1965 yılında, İTÜ öğrencileri olarak, ülkemizde kurulmakta olan oto montaj sanayisine karşı çıkmış, biz kendimiz üretelim diye yürüyüşler yapmıştık.
“Üretemeyiz. Önce montaj yapalım, arkadan üretim gelir dediler.” Aslında üretemeyiz sözünün asıl sahipleri uluslar arası otomobil tekelleriydi…
Aradan 52 yıl geçti. Hala otomobil sanayisinde montajcılık yapıyoruz.
Montajcılık, teknoloji bilgisine gerek duymayan, teknoloji altı bir iştir.
O zaman Gümrük Birliği yoktu. Gümrük duvarlarını aşmak ve ulusal oto pazarlarını ele geçirmenin ilk adımıydı, montaj sanayisi…
Erdoğan iktidara geldiğinden bu yana (16 yıl), hep yerli otomobil yapalım diye, Türk işverenlerine adeta yalvardı.

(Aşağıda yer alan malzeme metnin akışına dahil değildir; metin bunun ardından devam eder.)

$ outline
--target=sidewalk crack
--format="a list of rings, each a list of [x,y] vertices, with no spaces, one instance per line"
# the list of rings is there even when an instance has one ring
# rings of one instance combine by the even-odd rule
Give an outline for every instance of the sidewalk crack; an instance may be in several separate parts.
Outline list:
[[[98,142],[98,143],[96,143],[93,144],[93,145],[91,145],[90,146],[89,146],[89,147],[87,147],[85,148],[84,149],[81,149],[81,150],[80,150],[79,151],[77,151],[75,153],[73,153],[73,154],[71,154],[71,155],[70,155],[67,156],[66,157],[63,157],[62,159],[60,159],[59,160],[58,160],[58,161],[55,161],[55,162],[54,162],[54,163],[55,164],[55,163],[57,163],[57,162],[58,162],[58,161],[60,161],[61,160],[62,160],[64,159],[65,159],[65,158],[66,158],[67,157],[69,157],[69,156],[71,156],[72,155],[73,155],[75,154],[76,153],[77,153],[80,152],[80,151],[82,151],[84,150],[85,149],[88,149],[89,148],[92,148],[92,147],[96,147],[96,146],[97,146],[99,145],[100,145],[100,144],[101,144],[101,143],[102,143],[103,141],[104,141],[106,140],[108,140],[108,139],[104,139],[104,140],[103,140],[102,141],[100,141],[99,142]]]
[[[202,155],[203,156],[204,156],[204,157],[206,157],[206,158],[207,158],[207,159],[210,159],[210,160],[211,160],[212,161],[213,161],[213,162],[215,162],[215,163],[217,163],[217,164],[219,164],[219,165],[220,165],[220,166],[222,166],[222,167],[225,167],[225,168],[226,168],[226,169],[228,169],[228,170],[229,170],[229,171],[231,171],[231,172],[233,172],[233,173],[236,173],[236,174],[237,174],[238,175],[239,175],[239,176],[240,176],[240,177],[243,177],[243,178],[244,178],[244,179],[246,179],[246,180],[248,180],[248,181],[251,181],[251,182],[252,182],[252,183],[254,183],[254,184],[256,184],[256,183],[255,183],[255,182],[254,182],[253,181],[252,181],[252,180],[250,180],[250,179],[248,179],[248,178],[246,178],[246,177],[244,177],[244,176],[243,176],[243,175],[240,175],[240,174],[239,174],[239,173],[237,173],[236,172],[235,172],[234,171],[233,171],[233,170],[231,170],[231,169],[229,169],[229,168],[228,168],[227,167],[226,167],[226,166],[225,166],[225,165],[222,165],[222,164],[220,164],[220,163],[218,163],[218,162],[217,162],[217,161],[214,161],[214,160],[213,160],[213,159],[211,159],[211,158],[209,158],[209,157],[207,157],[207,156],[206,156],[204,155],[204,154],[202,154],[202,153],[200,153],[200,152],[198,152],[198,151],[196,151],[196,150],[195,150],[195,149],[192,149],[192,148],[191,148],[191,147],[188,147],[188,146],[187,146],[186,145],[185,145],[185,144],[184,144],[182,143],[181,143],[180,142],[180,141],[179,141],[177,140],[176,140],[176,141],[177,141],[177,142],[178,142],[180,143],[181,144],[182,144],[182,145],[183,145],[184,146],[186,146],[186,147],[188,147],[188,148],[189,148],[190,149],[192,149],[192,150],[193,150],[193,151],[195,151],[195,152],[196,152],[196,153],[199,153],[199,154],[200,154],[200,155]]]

Önce milli oto pazarını yabancı markalara kullandıran işverenlere yalvardı. Yapmadılar.
Teknolojimiz yok diye 52 yıl önceki yalanı tekrarladılar.
Neo liberalizm düşüncesinde, her şeyi sadece özel sektör yapar, kuralı var ya, akıllarına devletin yapabileceği bir kez olsun gelmedi.
Devlet üretmesin derken aslında biz üretmeyelim ithal edelim demek istiyorlardı.
Ülkemizde, şimdilerde, özel sektör ve onların yabancı ortağının elinde bulunan, tüm stratejik üretim tesislerini, hep devlet inşa etmiştir.
Sn. Erdoğan daha önce de TÜSİD’dan istemişti. Bir şey çıkmadı. Çünkü yabancı ortaklar bu pazarı kaybetmek istemedi.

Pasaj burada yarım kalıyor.